BACKGROUND: Murraya koenigii (L.) Spreng. (family: Rutaceae), commonly known as curry leaf or sweet neem, is a tropical plant native to India and Southeast Asia. It is highly valued in Ayurveda for its medicinal properties. Almost every part (fresh leaves, fruits, bark, and roots) of this plant is used to treat various ailments. Its fresh leaves are considered to have numerous medicinal properties for various diseases, including piles, inflammation, itching, fresh cuts, dysentery, and edema. A combination of curry leaf and buttermilk is used to treat diseases, such as amoebiasis, diabetes, and hepatitis. Its leaves are also believed to possess antioxidant, anti-inflammatory, and antimicrobial properties. The bark has been traditionally used for treating snakebites. Its roots are utilized in Ayurveda for the treatment of body aches. Being a storehouse of carbazole alkaloids, M. koenigii has been reported to show anti-obesity and anti-diabetic activity in in vitro and in vivo studies. The review aimed to appraise the role of M. koenigii leaf in the prevention of diabesity. METHODS: We performed a literature search with the keywords "diabesity", "obesity", "diabetes", "adipose tissue", and "carbazole alkaloids" on Google Scholar, PubMed, and ScienceDirect databases. Several in vitro and in vivo studies conducted on cell lines and animals for anti-diabetic/anti-hyperglycemic and antihyperlipidemic activities have been included and appraised in the article, providing supporting evidence for the ethnomedicinal claims. RESULTS AND CONCLUSION: This review has been an attempt to summarize comprehensively the overall research done on M. koenigii with regard to obesity and diabetes. The studies on anti-diabetic/anti-hyperglycemic and anti-hyperlipidemic activities of the plant have ranged from studies on crude extracts to isolated compounds. However, some of the studies require further in-depth analysis and validation of obtained results.

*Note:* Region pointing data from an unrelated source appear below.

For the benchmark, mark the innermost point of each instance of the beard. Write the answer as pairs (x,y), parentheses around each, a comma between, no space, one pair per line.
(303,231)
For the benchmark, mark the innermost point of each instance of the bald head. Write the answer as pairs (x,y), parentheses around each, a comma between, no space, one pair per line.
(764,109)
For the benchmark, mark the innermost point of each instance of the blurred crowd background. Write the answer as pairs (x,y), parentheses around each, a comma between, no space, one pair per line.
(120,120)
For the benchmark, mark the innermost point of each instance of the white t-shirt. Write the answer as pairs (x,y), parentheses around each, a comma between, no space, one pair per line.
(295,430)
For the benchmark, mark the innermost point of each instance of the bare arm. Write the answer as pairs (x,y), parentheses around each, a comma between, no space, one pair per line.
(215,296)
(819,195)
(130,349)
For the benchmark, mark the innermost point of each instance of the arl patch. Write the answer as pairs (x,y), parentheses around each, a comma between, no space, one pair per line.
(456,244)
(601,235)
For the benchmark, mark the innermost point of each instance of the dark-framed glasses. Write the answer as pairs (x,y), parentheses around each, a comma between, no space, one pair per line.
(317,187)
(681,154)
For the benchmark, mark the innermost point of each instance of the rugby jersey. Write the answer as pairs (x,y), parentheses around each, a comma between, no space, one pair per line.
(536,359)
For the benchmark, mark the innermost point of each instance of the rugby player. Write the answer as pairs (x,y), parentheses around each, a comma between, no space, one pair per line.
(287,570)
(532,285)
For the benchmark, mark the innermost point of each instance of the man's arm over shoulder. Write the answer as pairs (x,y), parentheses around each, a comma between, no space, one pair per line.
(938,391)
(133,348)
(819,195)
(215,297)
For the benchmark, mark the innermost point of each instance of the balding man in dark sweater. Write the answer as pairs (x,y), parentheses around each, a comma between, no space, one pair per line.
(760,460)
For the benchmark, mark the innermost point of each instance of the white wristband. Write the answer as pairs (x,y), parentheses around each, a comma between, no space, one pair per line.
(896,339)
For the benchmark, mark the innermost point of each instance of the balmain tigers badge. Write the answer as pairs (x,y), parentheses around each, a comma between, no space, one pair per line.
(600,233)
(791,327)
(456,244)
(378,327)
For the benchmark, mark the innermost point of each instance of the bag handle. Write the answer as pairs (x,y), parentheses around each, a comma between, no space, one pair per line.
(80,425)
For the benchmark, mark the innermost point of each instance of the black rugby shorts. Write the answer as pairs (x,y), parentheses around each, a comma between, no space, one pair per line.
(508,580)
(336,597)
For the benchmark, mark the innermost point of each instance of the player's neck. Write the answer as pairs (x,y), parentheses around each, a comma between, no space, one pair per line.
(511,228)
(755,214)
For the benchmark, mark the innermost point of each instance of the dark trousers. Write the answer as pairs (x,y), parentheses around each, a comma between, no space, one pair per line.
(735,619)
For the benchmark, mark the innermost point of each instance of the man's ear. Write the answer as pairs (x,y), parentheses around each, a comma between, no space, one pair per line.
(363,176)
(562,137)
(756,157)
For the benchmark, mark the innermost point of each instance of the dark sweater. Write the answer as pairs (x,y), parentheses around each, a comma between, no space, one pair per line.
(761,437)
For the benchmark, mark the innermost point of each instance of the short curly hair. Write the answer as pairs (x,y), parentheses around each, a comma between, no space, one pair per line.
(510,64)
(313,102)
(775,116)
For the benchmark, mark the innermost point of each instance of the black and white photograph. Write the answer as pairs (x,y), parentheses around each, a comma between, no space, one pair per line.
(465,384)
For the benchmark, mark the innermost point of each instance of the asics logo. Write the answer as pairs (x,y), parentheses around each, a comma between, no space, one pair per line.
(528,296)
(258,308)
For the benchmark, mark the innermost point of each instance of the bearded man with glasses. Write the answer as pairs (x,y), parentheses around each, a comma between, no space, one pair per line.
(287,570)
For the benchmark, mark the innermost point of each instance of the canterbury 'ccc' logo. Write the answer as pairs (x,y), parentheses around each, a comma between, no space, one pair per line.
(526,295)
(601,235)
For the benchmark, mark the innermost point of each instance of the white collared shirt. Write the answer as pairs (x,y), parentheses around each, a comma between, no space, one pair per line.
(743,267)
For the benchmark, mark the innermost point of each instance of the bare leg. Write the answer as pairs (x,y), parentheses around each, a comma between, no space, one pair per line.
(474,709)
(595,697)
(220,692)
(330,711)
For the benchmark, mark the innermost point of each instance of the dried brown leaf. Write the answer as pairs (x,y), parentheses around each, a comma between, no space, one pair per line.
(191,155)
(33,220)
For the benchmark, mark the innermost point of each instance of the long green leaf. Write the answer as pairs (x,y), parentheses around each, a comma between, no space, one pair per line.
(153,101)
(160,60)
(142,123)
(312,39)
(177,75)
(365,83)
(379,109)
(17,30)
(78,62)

An alkaloid enriched fraction from Murraya koenigii (L.) Spreng. Leaves ameliorate HFD-induced obesity and metabolic complexities in C57BL/6J mice.

ETHNOPHARMACOLOGICAL RELEVANCE: Murraya koenigii commonly known as curry leaf, is traditionally used in India to manage various ailments including diabetes mellitus. Curry leaves are well documented in Indian Ayurvedic system of medicine for beneficial effects in skin eruptions, dysentery, emesis, poisonous bites and bruises. The anti-hyperglycemic and anti-hyperlipidemic effects of curry leaf extracts have been demonstrated through several in vitro and in vivo experiments previously. AIM OF THE STUDY: To prepare an alkaloid enriched fraction (AEF) from M. koenigii and its evaluation on i) in vitro adipogenesis process and ii) in vivo high fat diet-induced obesity in C57BL/6J mice. MATERIALS AND METHODS: MKME and AEF were prepared from M. koenigii leaves. The four carbazole alkaloids (bioactive markers) isolated from AEF were quantitatively determined in the leaves by RP-HPLC method. MKME and AEF were studied for anti-obesogenic activity in adipocytes in vitro and in HFD-induced C57BL/6J obese mice in vivo. At the termination of the in vivo study, lipid profile, hepatic and renal injury and glucose levels were analyzed in the blood samples. Animal tissues were examined histopathologically to determine any signs of damage. Repeated dose oral toxicity study for 28 days on Sprague-Dawley rats was also performed to determine the safety profile of AEF. RESULTS: Both MKME and AEF displayed anti-obesogenic activity at 25 µg/ml concentration in vitro and showed 54.06 ± 3.86% and 37.46 ± 3.17% lipid accumulation, respectively compared to control. Further, supplementation of AEF and MKME in HFD-fed C57BL/6J mice helped in controlling weight gain, improved dyslipidemia and glucose intolerance significantly. AEF showed better anti-obesity activity than MKME both in vitro and in vivo study. Repeated administration of AEF up to 1 g/kg dose for 28 days showed no pathological tissue damage. Both MKME and AEF were standardized using a simple and validated RP-HPLC method. CONCLUSION: Present study was aimed at preparation of a novel alkaloid-enriched fraction from methanolic extract of M. koenigii leaf and its evaluation for anti-diabesity effect. Our results demonstrated AEF to be a promising plant-based therapy for ameliorating obesity and related metabolic complications in HFD-fed C57BL/6J mice.